## Flight Booking Data Exploration


In [None]:
# Overall TODO list:
# The general process of named entity recognition is as follows:
## - Use high precision rules to extract unambigous entities e.g. 
## - Use application specific name lists such as airlines, cities etc.
## - Finally apply probabalistic models such as CRFs, HMMs etc.

In [588]:
import numpy as np
import pandas as pd
import nltk
import matplotlib.pyplot as plt
import random, datetime

In [589]:
# flights dataset
df = pd.read_csv('flightdata.txt', sep='/n', header=None)
df.columns = ['sentence']
df.head()

  


Unnamed: 0,sentence
0,Show me the cheapest flights from Raipur to Ra...
1,Book a flight to Patna on 17 May 2018 or 18 Ma...
2,"Book a flight to Imphal on May 14, 2018 or May..."
3,I want to check availability on SpiceJet on Ma...
4,Any flights between Calicut and Gaya on 15 May...


In [590]:
# sample sentences
df.sample(frac=0.05)['sentence']

4413    Any flights between Nagpur and Pune on May 18,...
3516    Book a flight from Bhubaneswar on 17 May 2018 ...
954     Show me the cheapest flights from Pune to Raip...
548     Show me the cheapest flights from Bengaluru to...
771     Book a flight from Imphal on 27 May after 17 h...
3549    I want to check availability on Air India on M...
1616    Any flights between Nagpur and Shillong on 04 ...
49      Book a flight to Aizawl on 04 June or 05 June ...
2463    Book a flight from Patna on May 05, 2018 after...
659     Can you please show me flights from Visakhapat...
2179    Book a flight to Guwahati on May 20, 2018 or M...
1218    Show me the cheapest flights from Patna to Guw...
4613    Show me the cheapest flights from Patna to Shi...
645     Book a flight to Gaya on May 17, 2018 or May 1...
2419    Book a flight to Diu on May 27, 2018 or May 28...
3184    Please help me in booking flight from Guwahati...
3512    Show me the cheapest flights from New Delhi to...
4264    I want

## Broad Approach

The objective is to write a program which takes in a sentence as input and converts it into a semi-stuctured/structured format (such as a dict) containing fields such as from_destination, to_destination, date_of_travel, airline_type etc.

We'll first do two basic preprocessing tasks for each input sentence - tokenization and POS tagging.

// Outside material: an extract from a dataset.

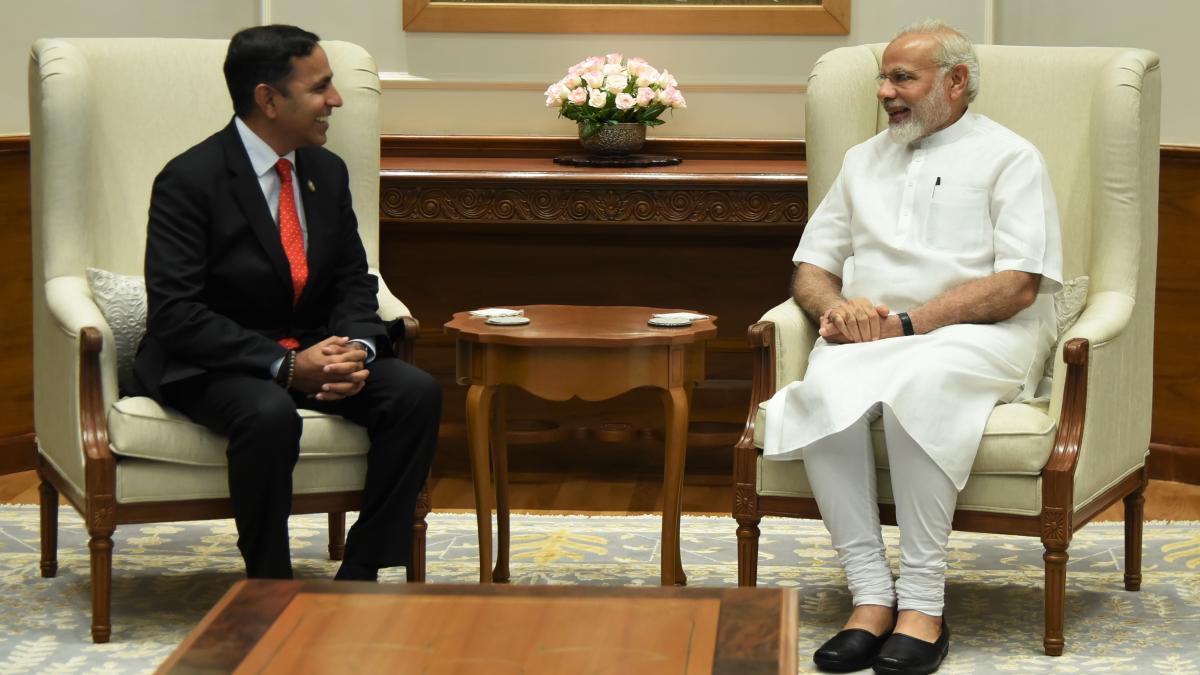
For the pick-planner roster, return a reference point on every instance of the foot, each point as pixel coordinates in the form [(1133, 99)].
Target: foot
[(357, 572), (856, 646), (905, 655)]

After preprocessing, we'll identify named entities such as locations (cities), dates, amount/momney, flight companies etc. Once we identify named entities, we can parse the sentence and try extracting relations between entities (from X to Y on date Z etc.).

In [591]:
# preprocessing function
def preprocess(sentence):
    words = nltk.word_tokenize(sentence)
    tagged_words = nltk.pos_tag(words)
    return tagged_words

In [593]:
# preprocessing some sample sentences
i = random.randrange(len(df.index))
tagged_sent = preprocess(df.loc[67, 'sentence'])
tagged_sent

[('Show', 'VB'),
 ('me', 'PRP'),
 ('the', 'DT'),
 ('cheapest', 'JJS'),
 ('flights', 'NNS'),
 ('from', 'IN'),
 ('Pune', 'NNP'),
 ('to', 'TO'),
 ('Bengaluru', 'VB'),
 ('on', 'IN'),
 ('June', 'NNP'),
 ('03', 'CD'),
 (',', ','),
 ('2018', 'CD'),
 ('.', '.')]

In [530]:
# example sentence tagging city_2 as VB
# i = 67

In [594]:
# printing in string format
' '.join(['{0}/{1}'.format(s[0], s[1]) for s in tagged_sent])

'Show/VB me/PRP the/DT cheapest/JJS flights/NNS from/IN Pune/NNP to/TO Bengaluru/VB on/IN June/NNP 03/CD ,/, 2018/CD ./.'

### Identifying Dates, Cities, Price Range etc.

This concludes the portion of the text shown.